Best Meditation for Overthinking & Anxiety

Today, I’m going to share a fabulous meditation script that can help us to reduce overthinking, and in turn find relief from the symptoms of anxiety.

My students in my meditation lessons tell me that they find this method exceedingly helpful for quieting the mind and stopping all that mental “busyness” that we all suffer from. 

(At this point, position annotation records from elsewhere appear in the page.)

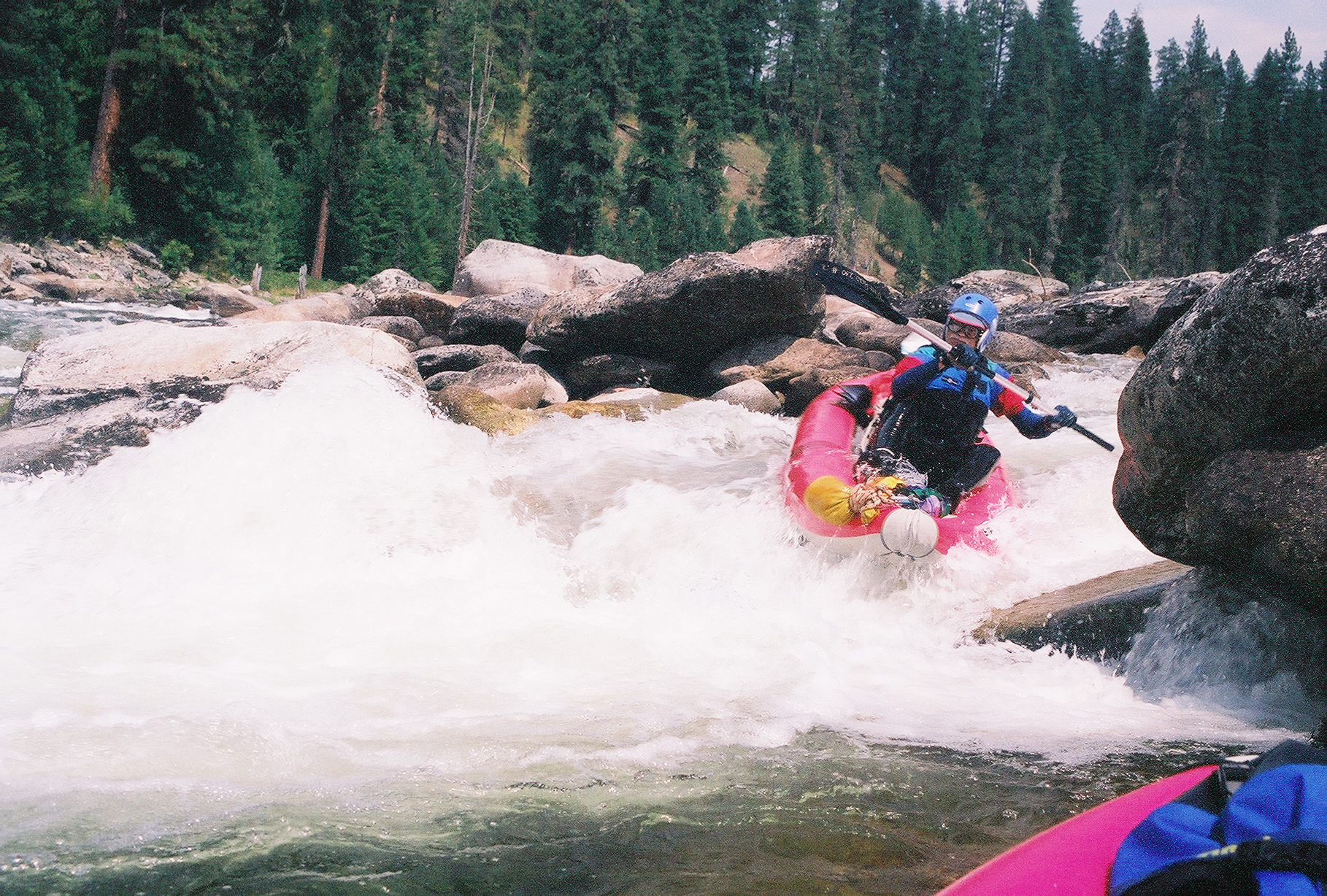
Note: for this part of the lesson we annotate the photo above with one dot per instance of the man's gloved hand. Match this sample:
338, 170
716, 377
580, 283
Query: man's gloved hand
1062, 417
963, 358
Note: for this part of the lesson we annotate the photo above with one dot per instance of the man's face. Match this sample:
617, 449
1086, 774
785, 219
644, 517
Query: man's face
965, 333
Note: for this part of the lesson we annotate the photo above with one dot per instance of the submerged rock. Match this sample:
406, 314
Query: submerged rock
81, 396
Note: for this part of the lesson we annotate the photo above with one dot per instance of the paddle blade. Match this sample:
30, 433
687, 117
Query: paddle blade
848, 285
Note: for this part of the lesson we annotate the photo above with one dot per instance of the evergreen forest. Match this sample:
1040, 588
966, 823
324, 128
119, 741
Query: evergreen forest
929, 139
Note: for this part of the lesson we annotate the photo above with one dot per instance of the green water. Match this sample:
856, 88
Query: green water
824, 815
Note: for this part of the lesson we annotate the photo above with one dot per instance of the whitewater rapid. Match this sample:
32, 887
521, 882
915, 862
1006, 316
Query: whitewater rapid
327, 583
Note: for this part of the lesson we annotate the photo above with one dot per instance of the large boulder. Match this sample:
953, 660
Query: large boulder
518, 385
459, 358
498, 269
80, 396
496, 320
603, 372
396, 293
694, 308
1225, 425
327, 307
1002, 287
58, 287
1107, 317
226, 301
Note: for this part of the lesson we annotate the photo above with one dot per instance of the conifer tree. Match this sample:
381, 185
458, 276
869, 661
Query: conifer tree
782, 202
745, 228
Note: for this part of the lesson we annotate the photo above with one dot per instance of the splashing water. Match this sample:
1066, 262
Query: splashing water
326, 596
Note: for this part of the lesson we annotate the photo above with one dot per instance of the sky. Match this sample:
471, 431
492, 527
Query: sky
1247, 27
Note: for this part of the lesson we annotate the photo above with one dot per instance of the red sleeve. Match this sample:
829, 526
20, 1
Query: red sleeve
1006, 403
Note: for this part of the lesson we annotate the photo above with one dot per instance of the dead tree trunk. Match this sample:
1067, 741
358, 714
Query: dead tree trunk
477, 118
108, 118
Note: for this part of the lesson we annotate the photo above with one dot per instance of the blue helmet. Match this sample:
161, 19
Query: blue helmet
974, 309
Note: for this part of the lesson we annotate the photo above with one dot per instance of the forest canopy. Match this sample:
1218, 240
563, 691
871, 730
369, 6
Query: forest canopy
929, 139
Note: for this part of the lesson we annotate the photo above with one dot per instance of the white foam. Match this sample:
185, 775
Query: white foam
327, 582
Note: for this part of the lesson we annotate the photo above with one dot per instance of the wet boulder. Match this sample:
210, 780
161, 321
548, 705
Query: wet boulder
1107, 317
692, 309
1225, 425
1002, 287
396, 293
496, 269
84, 395
327, 307
407, 328
459, 358
518, 385
603, 372
496, 320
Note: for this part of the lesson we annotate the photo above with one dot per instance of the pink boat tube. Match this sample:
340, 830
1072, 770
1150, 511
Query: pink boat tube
1074, 858
824, 448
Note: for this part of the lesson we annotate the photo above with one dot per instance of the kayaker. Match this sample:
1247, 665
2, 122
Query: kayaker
940, 401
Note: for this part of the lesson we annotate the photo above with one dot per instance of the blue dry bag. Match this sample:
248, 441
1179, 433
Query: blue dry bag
1252, 829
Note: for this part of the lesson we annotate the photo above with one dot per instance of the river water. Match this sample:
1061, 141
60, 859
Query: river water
323, 641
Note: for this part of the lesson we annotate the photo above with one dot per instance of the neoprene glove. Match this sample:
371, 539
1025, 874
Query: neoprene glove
1063, 417
963, 356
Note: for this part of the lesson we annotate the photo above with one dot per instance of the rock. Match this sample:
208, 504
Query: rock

It’s easy too! Simply follow the steps below. And also, read my guide to stopping negative thoughts

Guided Meditation For Overthinking & Anxiety

Overthinking Meditation Script

1: Sit with good posture

Our posture affects our state of mind. So it’s worth taking a moment to check that you have good posture

Place your feet shoulder-width apart, roll your shoulders back, evenly distribute your weight across your sitting muscles, sit with a straight but relaxed spine, and slightly lower your chin to elongate your neck.

We know from scientific research that posture affects mood. Good posture helps to increase focus, promote positive thoughts, and encourage self-esteem, according to research from The University of Auckland.

Having good posture will a) help to reduce rumination and anxiety, and b) help us focus for this meditation.

2: [Optional] Put your hands in Apan Vayu Mudra

We can use mudras to promote certain qualities of mind. For this meditation, we want a quiet and relaxed mind. And for that, we will use Apan Vayu mudra.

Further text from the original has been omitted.